As a former opera singer, I’m particularly attuned to speakers’ voices. We can hear a lot in someone’s voice: we can hear their emotional and physical states, we can hear their energy level, and we can hear if they are enthusiastic or reserved about us or about our topic.


In addition to “Zoom fatigue” (or insert the name of your video conferencing platform of choice), I’m hearing a lot of vocal fatigue in our clients lately. As we participate in back-to-back video meetings and conference calls, our voice suffers.


Maybe you find yourself losing your voice at the end of the day, or it sounds scratchy and weak when you’d like it to sound strong and confident.


Why is this important?


Because our voice communicates beyond the words we use. As many of us try to compensate for a lack of in-person meetings, our voice becomes one of the primary tools we use to build trust and connection with colleagues, clients, or partners. The warmth of your voice conveys your sincerity, confidence, and authenticity. When you fatigue your voice, you rob yourself of one of your most valuable professional tools.

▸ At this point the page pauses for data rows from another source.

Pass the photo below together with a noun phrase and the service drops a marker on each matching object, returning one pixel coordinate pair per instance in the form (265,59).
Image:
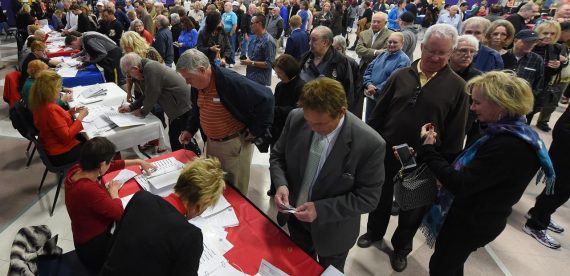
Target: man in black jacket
(231,110)
(324,60)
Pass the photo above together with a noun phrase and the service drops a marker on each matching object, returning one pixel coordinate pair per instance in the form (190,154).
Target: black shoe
(366,240)
(399,262)
(395,209)
(543,127)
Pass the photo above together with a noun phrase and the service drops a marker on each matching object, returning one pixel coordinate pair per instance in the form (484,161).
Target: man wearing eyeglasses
(426,92)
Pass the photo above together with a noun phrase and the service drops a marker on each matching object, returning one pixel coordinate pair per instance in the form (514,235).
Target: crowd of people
(464,106)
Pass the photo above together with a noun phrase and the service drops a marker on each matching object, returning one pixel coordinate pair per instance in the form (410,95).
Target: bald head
(379,20)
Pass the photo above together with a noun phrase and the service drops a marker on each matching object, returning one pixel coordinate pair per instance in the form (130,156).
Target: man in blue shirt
(260,52)
(230,26)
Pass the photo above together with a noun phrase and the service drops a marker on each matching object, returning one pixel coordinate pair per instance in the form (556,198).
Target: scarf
(434,219)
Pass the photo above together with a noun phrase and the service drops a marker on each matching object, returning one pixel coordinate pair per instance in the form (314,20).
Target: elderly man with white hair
(486,59)
(452,18)
(163,40)
(162,86)
(427,91)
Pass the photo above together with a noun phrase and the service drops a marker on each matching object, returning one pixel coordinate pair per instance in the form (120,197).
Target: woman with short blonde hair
(483,183)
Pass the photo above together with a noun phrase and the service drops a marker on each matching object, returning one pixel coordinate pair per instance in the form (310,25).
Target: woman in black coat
(489,177)
(213,40)
(287,93)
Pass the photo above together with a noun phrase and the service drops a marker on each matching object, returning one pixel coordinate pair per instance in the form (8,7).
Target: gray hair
(477,20)
(469,39)
(129,61)
(340,42)
(175,18)
(527,7)
(325,33)
(135,22)
(441,31)
(162,21)
(192,60)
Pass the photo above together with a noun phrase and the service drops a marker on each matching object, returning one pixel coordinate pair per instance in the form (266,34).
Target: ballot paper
(124,119)
(124,176)
(267,269)
(332,271)
(225,219)
(67,72)
(221,205)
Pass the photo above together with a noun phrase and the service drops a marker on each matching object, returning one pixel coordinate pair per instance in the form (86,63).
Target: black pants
(175,127)
(559,153)
(301,235)
(93,253)
(456,241)
(408,221)
(71,156)
(111,67)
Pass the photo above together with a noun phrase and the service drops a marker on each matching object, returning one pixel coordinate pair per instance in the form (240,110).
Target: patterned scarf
(434,219)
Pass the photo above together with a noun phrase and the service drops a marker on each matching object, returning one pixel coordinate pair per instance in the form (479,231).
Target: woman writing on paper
(58,131)
(154,236)
(92,205)
(489,177)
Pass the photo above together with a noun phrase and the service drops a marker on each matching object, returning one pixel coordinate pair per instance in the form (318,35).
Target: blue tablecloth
(88,76)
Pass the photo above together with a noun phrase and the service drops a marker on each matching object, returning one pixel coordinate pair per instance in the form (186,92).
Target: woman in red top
(93,206)
(58,130)
(138,27)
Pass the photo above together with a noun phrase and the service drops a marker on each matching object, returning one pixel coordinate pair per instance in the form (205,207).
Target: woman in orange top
(58,130)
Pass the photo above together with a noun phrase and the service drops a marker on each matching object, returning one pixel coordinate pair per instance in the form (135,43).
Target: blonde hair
(201,182)
(36,66)
(506,90)
(323,95)
(136,42)
(45,89)
(550,24)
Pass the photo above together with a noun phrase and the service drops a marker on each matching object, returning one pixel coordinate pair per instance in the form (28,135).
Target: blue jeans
(245,43)
(233,40)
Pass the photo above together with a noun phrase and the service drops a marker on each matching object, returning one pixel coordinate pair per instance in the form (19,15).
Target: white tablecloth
(123,138)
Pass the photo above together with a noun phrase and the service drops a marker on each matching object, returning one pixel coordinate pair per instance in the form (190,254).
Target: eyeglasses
(466,52)
(434,53)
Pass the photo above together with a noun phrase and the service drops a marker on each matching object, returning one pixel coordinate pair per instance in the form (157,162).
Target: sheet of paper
(267,269)
(67,72)
(124,119)
(332,271)
(220,206)
(124,176)
(224,219)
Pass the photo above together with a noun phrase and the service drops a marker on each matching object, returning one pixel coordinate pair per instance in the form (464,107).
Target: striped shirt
(216,121)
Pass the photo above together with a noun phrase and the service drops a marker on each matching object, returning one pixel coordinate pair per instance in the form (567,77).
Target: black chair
(26,127)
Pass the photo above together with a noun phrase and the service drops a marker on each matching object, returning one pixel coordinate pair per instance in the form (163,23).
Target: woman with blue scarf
(489,177)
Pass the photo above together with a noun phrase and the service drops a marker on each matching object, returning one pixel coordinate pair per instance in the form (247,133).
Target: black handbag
(415,188)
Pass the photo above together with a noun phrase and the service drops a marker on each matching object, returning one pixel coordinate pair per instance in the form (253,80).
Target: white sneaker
(542,237)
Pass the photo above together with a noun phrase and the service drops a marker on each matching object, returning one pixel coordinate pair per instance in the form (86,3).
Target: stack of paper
(94,91)
(221,215)
(165,175)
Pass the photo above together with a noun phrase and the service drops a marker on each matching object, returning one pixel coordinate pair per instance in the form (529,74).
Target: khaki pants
(235,155)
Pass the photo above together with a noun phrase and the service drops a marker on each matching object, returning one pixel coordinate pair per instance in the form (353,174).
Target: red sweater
(57,128)
(91,209)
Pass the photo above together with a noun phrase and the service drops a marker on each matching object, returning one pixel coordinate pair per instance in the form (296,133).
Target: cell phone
(406,158)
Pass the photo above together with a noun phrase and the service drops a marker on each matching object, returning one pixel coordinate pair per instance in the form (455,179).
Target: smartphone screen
(406,158)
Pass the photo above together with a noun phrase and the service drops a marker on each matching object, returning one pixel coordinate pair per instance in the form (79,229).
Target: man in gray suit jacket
(329,164)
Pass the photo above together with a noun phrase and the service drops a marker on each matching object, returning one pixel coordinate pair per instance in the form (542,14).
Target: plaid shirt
(531,68)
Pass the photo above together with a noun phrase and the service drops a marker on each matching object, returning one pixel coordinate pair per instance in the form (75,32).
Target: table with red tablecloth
(256,237)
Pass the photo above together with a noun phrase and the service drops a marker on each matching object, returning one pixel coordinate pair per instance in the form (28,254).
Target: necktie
(315,152)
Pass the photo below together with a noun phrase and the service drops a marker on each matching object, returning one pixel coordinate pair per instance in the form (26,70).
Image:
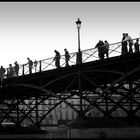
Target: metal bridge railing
(87,56)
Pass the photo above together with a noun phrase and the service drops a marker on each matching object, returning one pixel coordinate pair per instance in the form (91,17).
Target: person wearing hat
(67,57)
(16,68)
(124,50)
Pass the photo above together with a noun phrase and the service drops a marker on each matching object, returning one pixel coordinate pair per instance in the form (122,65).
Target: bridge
(104,86)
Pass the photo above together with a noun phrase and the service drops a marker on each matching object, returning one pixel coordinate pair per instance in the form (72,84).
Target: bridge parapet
(88,55)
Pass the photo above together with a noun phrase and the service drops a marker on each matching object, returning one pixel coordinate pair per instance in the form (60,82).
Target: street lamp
(79,54)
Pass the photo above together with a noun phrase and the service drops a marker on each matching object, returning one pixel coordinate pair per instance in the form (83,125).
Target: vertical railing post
(40,66)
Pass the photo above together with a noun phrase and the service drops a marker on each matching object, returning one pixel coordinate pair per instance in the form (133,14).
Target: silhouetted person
(130,41)
(35,64)
(57,59)
(67,57)
(136,46)
(16,68)
(100,46)
(10,71)
(2,71)
(30,63)
(106,48)
(124,45)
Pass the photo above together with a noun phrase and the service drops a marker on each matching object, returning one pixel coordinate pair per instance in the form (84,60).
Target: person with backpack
(67,57)
(57,59)
(30,63)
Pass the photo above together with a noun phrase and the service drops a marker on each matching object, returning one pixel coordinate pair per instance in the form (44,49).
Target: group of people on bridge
(126,43)
(13,71)
(102,46)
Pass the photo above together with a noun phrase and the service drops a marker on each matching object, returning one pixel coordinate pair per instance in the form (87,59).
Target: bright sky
(36,29)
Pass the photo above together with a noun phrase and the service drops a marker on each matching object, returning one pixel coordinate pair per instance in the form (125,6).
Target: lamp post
(79,55)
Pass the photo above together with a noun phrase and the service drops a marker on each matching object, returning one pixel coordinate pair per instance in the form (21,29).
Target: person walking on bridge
(124,50)
(2,71)
(67,57)
(130,41)
(136,46)
(100,46)
(57,59)
(10,71)
(30,63)
(16,68)
(106,48)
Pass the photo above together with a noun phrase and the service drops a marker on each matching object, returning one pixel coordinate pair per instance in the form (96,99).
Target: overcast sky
(36,29)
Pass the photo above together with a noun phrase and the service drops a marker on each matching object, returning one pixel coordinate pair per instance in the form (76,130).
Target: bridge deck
(99,71)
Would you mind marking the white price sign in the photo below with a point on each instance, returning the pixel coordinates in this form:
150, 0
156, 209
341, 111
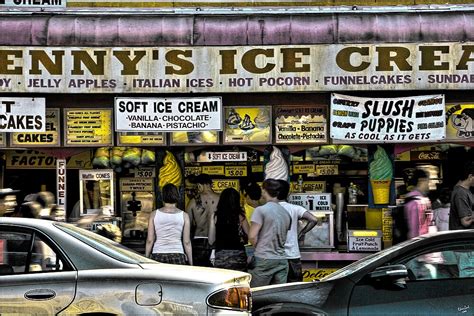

So how do you keep your voice healthy through these endless virtual calls?


  1. Sit or stand tall.

If you’ve attended any of our virtual programs, you’ve seen me or my team present while standing. I have a Varidesk standing desk (which I recently moved from my office to my home) and find it incredibly helpful. When I stand, my posture is tall, I have more energy, and I can breathe more comfortably. If you are seated, make sure you raise your laptop so that the camera lens is at eye level and you don’t have to hunch over to use it.

  1. Focus on your breath.

This video provides a refresher on the breathing technique we use in our workshops and coaching. When you breathe in and out deeply and then speak “on the breath,” you will support your voice with a cushion of air. This will keep your voice strong and confident throughout the day. Right before an important call or meeting, pause and breathe for a few minutes: it will center you and help you regain your voice.

  1. Stop talking.

I’m serious. When you’re not on a call, stop talking and rest your voice. Get up and walk around, do some quick exercise, and rest your voice. Drink warm, decaffeinated liquids like herbal tea with honey to soothe and calm your throat. Your voice is an instrument that needs rest and care, especially if you’d like to keep it strong over the long term.


These are three quick tips you can use all day, every day. If you use them regularly, you’ll keep your voice healthy and ensure that when you speak, you speak with a strong, clear, confident voice.